Ontario MPP
- In office 1890–1894
- Preceded by: John Alfred McAndrew
- Succeeded by: Robert Adam Campbell
- In office 1883–1886
- Preceded by: James Bonfield
- Succeeded by: John Alfred McAndrew
- Constituency: Renfrew South

Personal details
- Born: December 3, 1851 Appleton, Lanark County, Canada West
- Died: September 25, 1926 (aged 74) Ottawa, Ontario
- Party: Liberal
- Spouse: Elizabeth Bonfield
- Profession: Doctor

= John Francis Dowling =

Canadian politician

John Francis Dowling (December 3, 1851 – September 25, 1926) was an Ontario physician and political figure. He represented Renfrew South in the Legislative Assembly of Ontario as a Liberal member from 1883 to 1886 and from 1890 to 1894.

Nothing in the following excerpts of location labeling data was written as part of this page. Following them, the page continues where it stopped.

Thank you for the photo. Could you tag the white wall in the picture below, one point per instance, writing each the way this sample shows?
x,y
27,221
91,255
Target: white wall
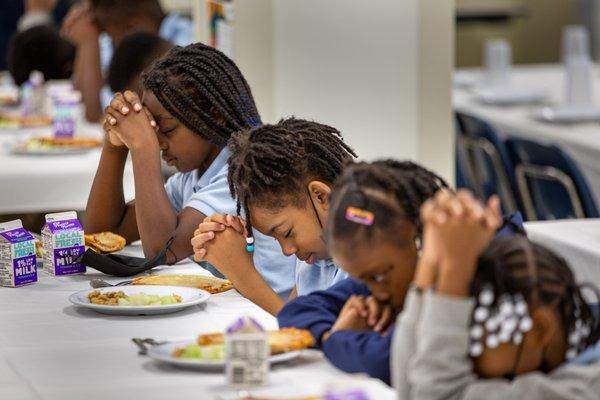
x,y
353,66
378,70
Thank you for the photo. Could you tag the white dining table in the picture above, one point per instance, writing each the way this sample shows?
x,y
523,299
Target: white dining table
x,y
577,240
580,140
50,349
45,183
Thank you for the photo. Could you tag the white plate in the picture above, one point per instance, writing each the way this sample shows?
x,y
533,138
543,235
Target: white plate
x,y
509,96
190,297
467,79
163,353
563,114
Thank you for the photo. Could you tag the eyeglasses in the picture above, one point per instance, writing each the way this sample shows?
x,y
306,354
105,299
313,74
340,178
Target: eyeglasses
x,y
381,277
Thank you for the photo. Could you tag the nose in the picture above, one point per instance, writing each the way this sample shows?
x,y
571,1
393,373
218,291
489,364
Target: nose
x,y
382,296
288,249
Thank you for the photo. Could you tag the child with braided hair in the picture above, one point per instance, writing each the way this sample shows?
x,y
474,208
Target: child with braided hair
x,y
194,98
373,233
499,320
281,176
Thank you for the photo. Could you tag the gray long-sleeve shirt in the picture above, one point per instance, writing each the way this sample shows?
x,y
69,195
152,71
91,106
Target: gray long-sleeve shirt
x,y
429,359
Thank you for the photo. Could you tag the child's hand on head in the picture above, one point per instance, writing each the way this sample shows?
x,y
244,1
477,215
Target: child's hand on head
x,y
226,251
129,122
78,25
211,225
461,228
351,318
379,315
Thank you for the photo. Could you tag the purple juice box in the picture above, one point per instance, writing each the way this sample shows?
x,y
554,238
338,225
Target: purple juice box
x,y
63,242
17,255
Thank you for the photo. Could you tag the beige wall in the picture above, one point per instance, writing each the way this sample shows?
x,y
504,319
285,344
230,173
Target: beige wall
x,y
535,37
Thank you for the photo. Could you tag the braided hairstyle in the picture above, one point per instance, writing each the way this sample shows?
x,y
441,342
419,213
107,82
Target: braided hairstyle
x,y
513,266
193,82
389,190
271,165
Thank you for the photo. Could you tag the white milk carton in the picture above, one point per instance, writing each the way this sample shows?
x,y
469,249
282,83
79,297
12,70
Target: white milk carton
x,y
246,354
17,255
63,242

He was born in Appleton, Lanark County, Canada West in 1851, the son of Irish immigrants. He studied at the University of Ottawa and McGill College where he obtained an MD CM degree in 1875. He set up practice in Eganville. In 1875, he married Elizabeth, the daughter of James Bonfield who had previously represented Renfrew South in the provincial assembly. Dowling's election in 1883 was appealed in 1883 and 1884; he won the by-elections that followed. He was defeated in the general election held in 1886 by John Alfred McAndrew but then reelected in 1890. He died on September 25, 1926.